Welcome to the fraternity that is CTD owners. I've put 23,xxx miles on mine since 2014. It's a great highway car and easily beats the EPA combined mileage as long as you don't start drag racing from every stoplight. One driving tip I'd mention is to be mindful of the front air dam that's below the valence. I'm sure it's helpful for aero, but it hangs lower than the standard Cruze and can catch parking barriers if you're not careful, and it can catch driveways if you pull in to quickly. May you have many enjoyable miles ahead. Quick question, what interior do you have? Black or beige?


----------



## BlueTopaz (Aug 25, 2012)

AWJustus22 said:


> Welcome to the fraternity that is CTD owners. I've put 23,xxx miles on mine since 2014. It's a great highway car and easily beats the EPA combined mileage as long as you don't start drag racing from every stoplight.

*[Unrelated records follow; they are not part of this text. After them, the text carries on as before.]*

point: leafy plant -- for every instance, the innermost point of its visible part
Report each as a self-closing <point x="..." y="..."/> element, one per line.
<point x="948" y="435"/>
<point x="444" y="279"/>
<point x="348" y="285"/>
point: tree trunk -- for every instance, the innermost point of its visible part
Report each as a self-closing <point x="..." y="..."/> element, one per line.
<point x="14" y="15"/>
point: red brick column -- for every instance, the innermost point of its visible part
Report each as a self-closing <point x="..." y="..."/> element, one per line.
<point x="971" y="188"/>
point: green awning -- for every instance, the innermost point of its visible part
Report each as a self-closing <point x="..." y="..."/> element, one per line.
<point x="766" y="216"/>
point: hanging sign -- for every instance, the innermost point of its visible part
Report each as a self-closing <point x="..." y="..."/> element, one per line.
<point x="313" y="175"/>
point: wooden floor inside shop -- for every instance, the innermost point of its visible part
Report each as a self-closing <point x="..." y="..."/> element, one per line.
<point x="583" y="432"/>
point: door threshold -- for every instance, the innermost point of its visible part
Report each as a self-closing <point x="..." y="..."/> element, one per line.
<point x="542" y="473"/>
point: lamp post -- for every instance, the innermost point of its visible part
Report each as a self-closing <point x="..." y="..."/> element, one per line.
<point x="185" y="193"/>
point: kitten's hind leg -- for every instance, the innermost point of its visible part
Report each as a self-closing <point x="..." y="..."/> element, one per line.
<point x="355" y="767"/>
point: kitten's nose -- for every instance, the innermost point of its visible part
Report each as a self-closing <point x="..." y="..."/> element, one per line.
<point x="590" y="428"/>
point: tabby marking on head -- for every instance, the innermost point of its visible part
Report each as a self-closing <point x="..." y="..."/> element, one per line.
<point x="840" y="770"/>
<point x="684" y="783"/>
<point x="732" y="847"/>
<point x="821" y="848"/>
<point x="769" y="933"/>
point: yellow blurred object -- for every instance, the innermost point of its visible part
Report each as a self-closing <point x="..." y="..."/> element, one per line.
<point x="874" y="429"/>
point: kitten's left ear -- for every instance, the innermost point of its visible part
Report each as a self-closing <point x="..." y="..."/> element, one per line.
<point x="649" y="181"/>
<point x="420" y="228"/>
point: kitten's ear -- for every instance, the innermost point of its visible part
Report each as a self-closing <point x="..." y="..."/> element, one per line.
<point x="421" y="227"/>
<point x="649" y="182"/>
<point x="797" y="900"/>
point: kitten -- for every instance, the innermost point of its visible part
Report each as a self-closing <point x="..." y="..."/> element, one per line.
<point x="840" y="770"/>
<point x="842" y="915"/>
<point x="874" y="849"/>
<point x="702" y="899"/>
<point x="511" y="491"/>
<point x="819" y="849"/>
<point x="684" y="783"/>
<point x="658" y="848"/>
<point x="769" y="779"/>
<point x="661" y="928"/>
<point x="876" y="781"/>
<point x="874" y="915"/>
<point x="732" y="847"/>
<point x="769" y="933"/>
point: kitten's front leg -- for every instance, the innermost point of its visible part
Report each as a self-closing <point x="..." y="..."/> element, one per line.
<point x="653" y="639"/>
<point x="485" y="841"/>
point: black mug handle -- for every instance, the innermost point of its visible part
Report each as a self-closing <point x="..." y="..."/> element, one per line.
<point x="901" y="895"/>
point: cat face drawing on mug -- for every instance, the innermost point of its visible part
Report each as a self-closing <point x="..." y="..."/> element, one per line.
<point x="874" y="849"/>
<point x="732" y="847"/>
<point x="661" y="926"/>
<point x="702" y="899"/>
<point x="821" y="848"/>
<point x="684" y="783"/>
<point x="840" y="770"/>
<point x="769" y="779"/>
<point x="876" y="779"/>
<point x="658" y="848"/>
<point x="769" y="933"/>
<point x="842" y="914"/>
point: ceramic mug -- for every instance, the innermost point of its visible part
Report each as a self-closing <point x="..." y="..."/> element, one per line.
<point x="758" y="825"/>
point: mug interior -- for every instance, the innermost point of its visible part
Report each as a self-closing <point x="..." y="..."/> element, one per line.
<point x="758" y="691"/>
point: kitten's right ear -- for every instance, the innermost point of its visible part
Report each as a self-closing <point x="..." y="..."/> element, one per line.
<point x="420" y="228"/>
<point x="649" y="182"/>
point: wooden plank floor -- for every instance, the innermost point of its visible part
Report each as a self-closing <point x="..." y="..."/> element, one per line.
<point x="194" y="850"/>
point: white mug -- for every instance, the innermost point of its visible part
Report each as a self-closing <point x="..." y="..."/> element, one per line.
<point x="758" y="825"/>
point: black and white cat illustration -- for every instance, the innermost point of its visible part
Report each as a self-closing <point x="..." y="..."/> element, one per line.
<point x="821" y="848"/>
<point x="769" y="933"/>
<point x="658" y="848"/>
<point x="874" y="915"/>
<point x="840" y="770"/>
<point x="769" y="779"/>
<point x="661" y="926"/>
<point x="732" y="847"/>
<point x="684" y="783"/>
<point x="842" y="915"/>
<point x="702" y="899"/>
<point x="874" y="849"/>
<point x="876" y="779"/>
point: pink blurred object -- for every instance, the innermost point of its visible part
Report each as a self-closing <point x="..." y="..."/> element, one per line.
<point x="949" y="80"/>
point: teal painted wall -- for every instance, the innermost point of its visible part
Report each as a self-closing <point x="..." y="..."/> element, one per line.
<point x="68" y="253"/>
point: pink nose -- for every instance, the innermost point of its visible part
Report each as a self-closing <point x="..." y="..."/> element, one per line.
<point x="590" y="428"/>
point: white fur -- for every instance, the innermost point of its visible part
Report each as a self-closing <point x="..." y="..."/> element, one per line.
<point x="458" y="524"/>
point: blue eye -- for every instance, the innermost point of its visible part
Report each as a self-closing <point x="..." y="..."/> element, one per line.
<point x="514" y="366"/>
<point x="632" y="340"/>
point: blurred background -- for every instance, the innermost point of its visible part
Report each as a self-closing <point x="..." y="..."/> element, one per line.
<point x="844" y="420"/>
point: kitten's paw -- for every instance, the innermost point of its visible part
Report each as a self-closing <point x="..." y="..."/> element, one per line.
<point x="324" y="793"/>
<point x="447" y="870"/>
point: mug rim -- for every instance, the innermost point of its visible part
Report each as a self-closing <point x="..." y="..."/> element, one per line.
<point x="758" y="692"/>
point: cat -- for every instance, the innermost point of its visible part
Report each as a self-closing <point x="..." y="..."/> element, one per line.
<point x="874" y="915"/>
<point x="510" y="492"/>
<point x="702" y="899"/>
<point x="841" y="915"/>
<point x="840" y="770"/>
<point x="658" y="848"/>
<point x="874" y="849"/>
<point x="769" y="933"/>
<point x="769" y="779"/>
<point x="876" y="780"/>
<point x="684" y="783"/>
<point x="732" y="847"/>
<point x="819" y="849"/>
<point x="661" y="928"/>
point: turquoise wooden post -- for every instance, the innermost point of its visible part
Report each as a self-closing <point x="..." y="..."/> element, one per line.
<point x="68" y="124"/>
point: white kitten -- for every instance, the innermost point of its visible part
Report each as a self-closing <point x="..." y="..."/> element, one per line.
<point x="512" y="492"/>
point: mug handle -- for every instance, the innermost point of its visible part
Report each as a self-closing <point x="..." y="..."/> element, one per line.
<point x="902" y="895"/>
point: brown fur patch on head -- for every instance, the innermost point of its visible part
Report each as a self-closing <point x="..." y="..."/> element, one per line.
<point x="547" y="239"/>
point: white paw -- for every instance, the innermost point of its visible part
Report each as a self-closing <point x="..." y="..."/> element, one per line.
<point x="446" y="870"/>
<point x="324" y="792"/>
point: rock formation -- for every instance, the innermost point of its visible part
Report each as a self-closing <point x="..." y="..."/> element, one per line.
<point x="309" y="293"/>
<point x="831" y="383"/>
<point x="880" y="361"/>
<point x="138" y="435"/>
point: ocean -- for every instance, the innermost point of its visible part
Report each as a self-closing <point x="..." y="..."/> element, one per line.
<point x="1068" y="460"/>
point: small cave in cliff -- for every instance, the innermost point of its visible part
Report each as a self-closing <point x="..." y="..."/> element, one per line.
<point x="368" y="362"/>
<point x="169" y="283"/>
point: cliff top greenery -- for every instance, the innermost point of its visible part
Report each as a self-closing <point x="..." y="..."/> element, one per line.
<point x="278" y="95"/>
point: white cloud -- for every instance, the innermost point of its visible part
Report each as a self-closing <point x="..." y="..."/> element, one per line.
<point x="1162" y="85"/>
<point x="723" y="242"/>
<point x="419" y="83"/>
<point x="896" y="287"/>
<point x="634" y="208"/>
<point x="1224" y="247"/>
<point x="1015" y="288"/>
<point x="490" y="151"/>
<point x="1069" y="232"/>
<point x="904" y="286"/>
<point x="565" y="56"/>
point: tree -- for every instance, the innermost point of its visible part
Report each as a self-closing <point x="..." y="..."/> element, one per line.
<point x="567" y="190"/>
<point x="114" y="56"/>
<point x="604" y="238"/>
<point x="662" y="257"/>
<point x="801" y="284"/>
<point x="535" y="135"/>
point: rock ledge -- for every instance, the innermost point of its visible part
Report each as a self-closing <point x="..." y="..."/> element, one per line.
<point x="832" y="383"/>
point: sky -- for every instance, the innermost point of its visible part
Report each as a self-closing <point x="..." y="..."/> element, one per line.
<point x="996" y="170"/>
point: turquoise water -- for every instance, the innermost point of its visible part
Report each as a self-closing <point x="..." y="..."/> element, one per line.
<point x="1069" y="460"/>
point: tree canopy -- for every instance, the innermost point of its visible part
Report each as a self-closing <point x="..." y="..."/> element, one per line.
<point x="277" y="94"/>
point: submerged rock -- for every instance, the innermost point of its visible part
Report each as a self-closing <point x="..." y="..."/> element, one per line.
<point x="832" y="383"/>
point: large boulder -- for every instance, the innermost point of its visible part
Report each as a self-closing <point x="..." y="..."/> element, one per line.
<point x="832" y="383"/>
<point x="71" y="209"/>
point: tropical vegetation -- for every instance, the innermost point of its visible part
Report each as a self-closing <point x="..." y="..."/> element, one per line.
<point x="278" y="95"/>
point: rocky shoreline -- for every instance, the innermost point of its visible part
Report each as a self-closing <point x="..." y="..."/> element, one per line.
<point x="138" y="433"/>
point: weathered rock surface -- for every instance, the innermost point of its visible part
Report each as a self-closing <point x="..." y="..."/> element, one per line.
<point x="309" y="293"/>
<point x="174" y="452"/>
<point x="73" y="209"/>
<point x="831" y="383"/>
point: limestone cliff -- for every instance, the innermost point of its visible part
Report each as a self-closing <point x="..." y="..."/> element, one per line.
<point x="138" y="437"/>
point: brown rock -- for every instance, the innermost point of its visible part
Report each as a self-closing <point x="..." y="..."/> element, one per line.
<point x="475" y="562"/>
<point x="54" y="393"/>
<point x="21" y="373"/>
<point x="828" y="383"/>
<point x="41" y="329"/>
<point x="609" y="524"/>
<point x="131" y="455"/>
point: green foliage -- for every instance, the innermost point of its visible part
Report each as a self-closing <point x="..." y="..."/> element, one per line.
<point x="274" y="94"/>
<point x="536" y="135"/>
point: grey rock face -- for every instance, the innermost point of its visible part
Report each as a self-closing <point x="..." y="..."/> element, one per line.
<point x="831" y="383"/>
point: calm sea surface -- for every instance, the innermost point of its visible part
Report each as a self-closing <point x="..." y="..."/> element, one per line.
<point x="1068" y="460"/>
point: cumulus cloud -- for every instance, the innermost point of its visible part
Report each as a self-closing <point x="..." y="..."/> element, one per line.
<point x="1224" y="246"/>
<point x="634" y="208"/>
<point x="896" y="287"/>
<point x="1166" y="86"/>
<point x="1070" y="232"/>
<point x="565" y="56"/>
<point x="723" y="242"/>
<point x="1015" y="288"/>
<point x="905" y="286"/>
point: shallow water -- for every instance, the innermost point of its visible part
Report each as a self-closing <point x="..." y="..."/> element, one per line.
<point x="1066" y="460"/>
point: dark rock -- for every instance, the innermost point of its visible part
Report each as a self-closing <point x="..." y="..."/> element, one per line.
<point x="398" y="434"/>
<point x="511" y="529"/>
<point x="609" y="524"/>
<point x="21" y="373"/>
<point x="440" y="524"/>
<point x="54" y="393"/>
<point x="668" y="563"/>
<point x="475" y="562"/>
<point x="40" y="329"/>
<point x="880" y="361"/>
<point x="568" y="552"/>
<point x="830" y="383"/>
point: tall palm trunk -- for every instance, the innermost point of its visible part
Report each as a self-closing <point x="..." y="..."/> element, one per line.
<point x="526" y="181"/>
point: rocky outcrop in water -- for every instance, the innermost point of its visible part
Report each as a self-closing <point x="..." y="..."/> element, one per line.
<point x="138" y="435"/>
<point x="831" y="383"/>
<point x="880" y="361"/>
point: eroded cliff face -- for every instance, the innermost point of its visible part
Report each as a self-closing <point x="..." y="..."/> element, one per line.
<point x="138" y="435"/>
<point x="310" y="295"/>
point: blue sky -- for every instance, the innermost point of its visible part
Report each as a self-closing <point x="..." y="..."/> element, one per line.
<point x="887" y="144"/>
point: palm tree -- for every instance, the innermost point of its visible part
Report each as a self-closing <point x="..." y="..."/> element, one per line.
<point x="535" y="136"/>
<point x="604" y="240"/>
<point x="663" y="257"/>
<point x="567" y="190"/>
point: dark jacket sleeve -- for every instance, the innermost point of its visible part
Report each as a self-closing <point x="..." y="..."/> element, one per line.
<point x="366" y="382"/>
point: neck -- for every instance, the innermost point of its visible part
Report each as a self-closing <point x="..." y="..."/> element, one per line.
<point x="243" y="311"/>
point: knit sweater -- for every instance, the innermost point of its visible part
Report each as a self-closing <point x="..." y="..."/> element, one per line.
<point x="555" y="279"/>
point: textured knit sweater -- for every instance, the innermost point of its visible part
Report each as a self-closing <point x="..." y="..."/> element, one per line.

One driving tip I'd mention is to be mindful of the front air dam that's below the valence. I'm sure it's helpful for aero, but it hangs lower than the standard Cruze and can catch parking barriers if you're not careful, and it can catch driveways if you pull in to quickly. May you have many enjoyable miles ahead. Quick question, what interior do you have? Black or beige?


Black interior. 

Looking at the "how to" on installing the home link. That is going to be my first project I think.


----------



## Su8pack1 (Apr 17, 2014)

ccasion14:


----------



## diesel (Jun 8, 2013)

Congrats on the CTD and welcome to the club! I am curious to see what the prior owner has to say.


----------



## obermd (Mar 3, 2012)

Congratulations. Got pictures of it?


----------



## BlueTopaz (Aug 25, 2012)

OK here are a few from the wet dewy morning.


----------



## Classy56 (Jul 16, 2014)

Curious if all the Eco info was cleared at the dealer before you bought it. Good way of knowing how it was driven by PO


----------



## BlueTopaz (Aug 25, 2012)

Doesn't look like it from what it is showing. I would like to clear it so I can track my driving style.


----------



## Kexlox (Nov 4, 2014)

I believe you hold the button on the end of the stick down while the eco info is displayed.


----------



## jsusanka (Jan 31, 2011)

congratulations - looks nice hope you enjoy it.


----------



## Cruzator (Dec 31, 2014)

Congrats. You will love the torque. I've had mine 5 months and have logged almost 10K miles. Averaging around 44 MPG. I do a lot of mountain driving and love it.


----------